Democrats, who now wield a veto-proof majority in the state Legislature, have made passing it a priority this year, and Democratic Gov. Andrew Cuomo’s administration has estimated legalization could eventually bring the state about $350 million annually.

“My goal in carrying this legislation has always been to end the racially disparate enforcement of marijuana prohibition that has taken such a toll on communities of color across our state, and to use the economic windfall of legalization to help heal and repair those same communities,” Sen. Liz Krueger, Senate sponsor of the bill and chair of the Senate’s finance committee, said.

The legislation would allow recreational marijuana sales to adults over the age of 21, and set up a licensing process for the delivery of cannabis products to customers.

Individual New Yorkers could grow up to three mature and three immature plants for personal consumption, and local governments could opt out of retail sales.

The legislation would take effect immediately if passed, though sales wouldn’t start until New York sets up rules and a proposed cannabis board. Assembly Majority Leader Crystal Peoples-Stokes estimated Friday it could take 18 months to two years for sales to start.

Adam Goers, a vice president of Columbia Care, a New York medical marijuana provider that’s interested in getting into the recreational market, said New York’s proposed system would “ensure newcomers have a crack at the marketplace” alongside the state’s existing medical marijuana providers.

“There’s a big pie in which a lot of different folks are going to be able to be a part of it,” Goers said.

New York would set a 9% sales tax on cannabis, plus an additional 4% tax split between the county and local government. It would also impose an additional tax based on the level of THC, the active ingredient in marijuana, ranging from 0.5 cents per milligram for flower to 3 cents per milligram for edibles.

New York would eliminate penalties for possession of less than three ounces of cannabis, and automatically expunge records of people with past convictions for marijuana-related offenses that would no longer be criminalized.

That’s a step beyond a 2019 law that expunged many past convictions for marijuana possession and reduced the penalty for possessing small amounts.

And New York would provide loans, grants and incubator programs to encourage participation in the cannabis industry by people from minority communities, as well as small farmers, women and disabled veterans.

Proponents have said the move could create thousands of jobs and begin to address the racial injustice of a decades-long drug war that disproportionately affected minority and poor communities.

“Police, prosecutors, child services and ICE have used criminalization as a weapon against them, and the impact this bill will have on the lives of our oversurveiled clients cannot be overstated,” Alice Fontier, managing director of Neighborhood Defender Service of Harlem, said in a statement Saturday.

Some other states that have legalized recreational marijuana have struggled to give reparations to people caught in possession of marijuana.

Three years after Massachusetts voters passed a ballot initiative making recreational cannabis legal in the state, black entrepreneurs complained in 2019 that all but two of Massachusetts’ 184 marijuana business licenses had been issued to white operators.

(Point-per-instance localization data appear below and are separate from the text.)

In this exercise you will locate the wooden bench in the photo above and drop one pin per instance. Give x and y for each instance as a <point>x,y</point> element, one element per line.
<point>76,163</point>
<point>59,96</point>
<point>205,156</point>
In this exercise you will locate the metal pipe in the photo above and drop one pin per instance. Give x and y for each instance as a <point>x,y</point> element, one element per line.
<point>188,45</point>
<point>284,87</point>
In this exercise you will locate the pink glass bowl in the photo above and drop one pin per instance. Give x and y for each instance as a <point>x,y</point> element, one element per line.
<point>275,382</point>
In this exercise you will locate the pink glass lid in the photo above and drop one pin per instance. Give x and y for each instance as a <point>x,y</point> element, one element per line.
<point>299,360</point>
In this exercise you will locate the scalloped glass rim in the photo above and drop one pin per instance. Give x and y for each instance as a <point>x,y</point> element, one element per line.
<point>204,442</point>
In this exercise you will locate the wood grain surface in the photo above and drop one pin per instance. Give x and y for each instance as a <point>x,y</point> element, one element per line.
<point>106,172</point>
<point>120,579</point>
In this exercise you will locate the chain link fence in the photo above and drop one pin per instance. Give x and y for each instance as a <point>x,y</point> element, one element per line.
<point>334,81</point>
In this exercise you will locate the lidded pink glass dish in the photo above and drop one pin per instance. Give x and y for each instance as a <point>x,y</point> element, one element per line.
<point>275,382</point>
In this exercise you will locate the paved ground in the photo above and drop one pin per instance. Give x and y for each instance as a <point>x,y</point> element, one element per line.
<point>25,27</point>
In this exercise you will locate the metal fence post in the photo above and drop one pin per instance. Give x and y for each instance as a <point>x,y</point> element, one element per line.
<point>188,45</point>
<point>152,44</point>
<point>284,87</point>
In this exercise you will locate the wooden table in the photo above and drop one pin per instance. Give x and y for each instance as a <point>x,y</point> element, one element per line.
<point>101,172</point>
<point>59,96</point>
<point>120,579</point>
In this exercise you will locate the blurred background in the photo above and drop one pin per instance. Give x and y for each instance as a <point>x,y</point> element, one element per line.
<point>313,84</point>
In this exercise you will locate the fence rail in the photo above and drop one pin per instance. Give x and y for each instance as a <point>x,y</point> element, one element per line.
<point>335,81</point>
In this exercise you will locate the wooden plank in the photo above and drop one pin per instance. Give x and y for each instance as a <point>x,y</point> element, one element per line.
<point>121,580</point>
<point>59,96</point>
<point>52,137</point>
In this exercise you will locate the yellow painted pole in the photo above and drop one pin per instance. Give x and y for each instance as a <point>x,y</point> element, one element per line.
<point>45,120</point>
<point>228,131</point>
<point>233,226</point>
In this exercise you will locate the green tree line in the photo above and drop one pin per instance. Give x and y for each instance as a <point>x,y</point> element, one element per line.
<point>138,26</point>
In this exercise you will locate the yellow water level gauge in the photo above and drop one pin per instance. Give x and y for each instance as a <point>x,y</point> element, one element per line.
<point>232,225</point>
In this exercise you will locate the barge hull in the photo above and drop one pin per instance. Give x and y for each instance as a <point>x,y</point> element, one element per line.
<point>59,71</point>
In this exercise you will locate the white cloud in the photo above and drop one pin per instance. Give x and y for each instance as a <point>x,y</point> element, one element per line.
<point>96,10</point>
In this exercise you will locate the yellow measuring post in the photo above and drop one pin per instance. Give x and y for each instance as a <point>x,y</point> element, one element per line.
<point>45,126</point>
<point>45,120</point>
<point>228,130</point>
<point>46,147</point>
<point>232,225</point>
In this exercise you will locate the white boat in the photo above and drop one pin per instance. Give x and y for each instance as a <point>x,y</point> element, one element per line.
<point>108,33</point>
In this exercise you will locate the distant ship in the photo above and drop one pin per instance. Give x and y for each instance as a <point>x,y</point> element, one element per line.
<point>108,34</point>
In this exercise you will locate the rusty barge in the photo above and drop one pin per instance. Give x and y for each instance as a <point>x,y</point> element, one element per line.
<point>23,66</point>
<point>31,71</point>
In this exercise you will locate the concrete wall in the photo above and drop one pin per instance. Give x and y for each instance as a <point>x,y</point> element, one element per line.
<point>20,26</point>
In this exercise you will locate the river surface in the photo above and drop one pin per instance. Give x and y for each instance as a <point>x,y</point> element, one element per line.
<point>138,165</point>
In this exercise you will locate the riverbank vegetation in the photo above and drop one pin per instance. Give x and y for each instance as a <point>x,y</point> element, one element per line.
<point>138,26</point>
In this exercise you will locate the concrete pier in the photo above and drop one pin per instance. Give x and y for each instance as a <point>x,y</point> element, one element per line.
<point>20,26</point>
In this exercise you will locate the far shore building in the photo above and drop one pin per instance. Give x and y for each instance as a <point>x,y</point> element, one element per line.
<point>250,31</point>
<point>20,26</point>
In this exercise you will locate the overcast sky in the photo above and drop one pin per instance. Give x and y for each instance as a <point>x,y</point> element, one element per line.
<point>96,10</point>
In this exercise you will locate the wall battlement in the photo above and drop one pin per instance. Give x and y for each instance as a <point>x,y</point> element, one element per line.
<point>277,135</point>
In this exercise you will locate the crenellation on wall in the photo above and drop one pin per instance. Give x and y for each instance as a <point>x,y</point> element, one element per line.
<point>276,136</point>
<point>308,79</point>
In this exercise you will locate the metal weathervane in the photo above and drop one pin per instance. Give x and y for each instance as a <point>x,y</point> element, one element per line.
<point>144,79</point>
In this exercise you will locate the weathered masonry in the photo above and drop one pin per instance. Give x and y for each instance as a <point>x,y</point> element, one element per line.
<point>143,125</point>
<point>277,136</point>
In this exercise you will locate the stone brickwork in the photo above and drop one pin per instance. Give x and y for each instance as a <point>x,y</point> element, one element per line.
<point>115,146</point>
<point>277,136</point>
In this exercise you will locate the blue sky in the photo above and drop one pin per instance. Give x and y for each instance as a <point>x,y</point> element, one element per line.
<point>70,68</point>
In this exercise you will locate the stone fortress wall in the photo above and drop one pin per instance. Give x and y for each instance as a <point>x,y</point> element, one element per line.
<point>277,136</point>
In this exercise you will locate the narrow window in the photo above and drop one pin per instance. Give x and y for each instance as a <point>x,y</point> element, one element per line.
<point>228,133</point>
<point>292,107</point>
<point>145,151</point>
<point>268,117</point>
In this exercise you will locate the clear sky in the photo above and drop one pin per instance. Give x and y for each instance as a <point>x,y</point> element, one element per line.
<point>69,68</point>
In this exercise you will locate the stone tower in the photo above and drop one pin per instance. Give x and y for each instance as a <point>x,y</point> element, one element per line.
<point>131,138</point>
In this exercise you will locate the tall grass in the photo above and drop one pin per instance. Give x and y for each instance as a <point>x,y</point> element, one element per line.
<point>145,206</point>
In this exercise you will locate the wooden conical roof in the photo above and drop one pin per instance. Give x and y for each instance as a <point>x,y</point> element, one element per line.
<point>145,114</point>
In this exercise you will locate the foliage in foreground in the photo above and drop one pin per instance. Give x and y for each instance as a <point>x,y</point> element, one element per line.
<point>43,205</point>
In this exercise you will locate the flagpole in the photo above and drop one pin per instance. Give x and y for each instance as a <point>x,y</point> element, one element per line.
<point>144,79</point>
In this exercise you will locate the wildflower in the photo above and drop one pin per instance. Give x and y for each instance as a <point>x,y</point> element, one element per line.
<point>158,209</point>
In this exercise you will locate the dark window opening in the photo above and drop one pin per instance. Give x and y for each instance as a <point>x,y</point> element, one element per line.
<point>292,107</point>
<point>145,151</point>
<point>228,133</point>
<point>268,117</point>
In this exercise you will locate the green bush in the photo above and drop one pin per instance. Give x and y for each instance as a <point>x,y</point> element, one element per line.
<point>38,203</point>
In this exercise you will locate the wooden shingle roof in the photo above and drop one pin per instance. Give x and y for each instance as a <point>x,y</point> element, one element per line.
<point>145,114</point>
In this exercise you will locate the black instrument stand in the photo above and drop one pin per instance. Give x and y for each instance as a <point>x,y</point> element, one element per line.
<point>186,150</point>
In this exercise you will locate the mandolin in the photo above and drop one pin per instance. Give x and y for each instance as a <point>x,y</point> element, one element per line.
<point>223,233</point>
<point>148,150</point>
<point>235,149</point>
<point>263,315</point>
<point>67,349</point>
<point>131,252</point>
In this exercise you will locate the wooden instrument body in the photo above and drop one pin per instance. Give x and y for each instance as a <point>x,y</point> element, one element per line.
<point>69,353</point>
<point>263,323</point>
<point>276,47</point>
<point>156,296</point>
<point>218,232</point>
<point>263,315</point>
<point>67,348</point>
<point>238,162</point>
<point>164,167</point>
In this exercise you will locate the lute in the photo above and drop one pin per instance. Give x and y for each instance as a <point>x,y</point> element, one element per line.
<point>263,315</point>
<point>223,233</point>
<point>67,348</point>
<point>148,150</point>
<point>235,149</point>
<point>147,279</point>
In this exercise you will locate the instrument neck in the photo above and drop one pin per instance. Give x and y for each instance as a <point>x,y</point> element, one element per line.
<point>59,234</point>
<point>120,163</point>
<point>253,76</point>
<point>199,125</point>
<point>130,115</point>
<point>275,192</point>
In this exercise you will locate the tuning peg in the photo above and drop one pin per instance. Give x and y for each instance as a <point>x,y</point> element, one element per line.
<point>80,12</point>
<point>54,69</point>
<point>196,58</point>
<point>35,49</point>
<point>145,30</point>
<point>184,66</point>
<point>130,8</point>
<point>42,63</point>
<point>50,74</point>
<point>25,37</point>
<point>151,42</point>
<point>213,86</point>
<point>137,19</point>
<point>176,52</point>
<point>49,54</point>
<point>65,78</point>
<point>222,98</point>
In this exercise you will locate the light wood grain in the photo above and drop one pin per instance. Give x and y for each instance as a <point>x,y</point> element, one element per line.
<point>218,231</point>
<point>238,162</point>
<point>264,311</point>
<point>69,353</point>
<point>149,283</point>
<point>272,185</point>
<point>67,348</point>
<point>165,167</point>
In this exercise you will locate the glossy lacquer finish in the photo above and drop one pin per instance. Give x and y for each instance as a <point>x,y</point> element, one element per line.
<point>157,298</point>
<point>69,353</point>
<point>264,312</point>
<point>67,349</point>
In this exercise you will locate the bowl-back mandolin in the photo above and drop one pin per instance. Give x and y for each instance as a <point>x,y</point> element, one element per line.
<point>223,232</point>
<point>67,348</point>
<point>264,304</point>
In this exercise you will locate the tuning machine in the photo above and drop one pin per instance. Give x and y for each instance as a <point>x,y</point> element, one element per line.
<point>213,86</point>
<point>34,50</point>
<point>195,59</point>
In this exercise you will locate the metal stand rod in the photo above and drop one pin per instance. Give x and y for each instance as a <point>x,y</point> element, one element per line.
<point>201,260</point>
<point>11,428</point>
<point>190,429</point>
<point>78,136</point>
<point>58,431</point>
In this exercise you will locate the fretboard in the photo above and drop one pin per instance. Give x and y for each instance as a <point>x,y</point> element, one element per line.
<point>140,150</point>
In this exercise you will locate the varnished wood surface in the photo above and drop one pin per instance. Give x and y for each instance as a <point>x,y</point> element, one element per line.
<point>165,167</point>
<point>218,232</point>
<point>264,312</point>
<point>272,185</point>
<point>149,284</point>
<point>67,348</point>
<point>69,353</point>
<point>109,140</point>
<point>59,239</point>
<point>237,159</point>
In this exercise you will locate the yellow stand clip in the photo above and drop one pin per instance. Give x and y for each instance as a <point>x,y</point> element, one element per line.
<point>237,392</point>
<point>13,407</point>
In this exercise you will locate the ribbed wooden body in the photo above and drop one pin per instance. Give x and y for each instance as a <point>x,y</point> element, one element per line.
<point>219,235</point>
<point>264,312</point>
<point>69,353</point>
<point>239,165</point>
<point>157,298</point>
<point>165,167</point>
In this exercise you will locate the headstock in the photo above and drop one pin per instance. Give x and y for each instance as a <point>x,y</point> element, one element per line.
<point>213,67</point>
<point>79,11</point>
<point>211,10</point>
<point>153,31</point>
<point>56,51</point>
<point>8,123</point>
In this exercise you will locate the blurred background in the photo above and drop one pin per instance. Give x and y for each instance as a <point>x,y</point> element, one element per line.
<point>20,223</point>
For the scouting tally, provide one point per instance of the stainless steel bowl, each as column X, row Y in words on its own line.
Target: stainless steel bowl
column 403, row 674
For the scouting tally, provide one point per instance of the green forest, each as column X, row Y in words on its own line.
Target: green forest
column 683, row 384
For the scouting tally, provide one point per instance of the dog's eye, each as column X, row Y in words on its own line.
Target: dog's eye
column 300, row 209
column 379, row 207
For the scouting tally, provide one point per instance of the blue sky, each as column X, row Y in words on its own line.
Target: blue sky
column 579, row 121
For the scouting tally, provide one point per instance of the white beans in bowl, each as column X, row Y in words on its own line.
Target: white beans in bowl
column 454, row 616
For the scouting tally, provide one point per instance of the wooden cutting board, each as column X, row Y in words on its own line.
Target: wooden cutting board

California voters legalized recreational marijuana sales in 2016 as well and invited people to petition to have old marijuana convictions expunged or reduced. But relatively few people took advantage of the provision initially.

Criminal justice reform advocates said New York’s bill avoids that problem by setting up a process for marijuana convictions to be automatically expunged.

“We are very happy that the bill includes automatic expungement. It’s integral to addressing past harms,” said Emma Goodman, an attorney at the Legal Aid Society.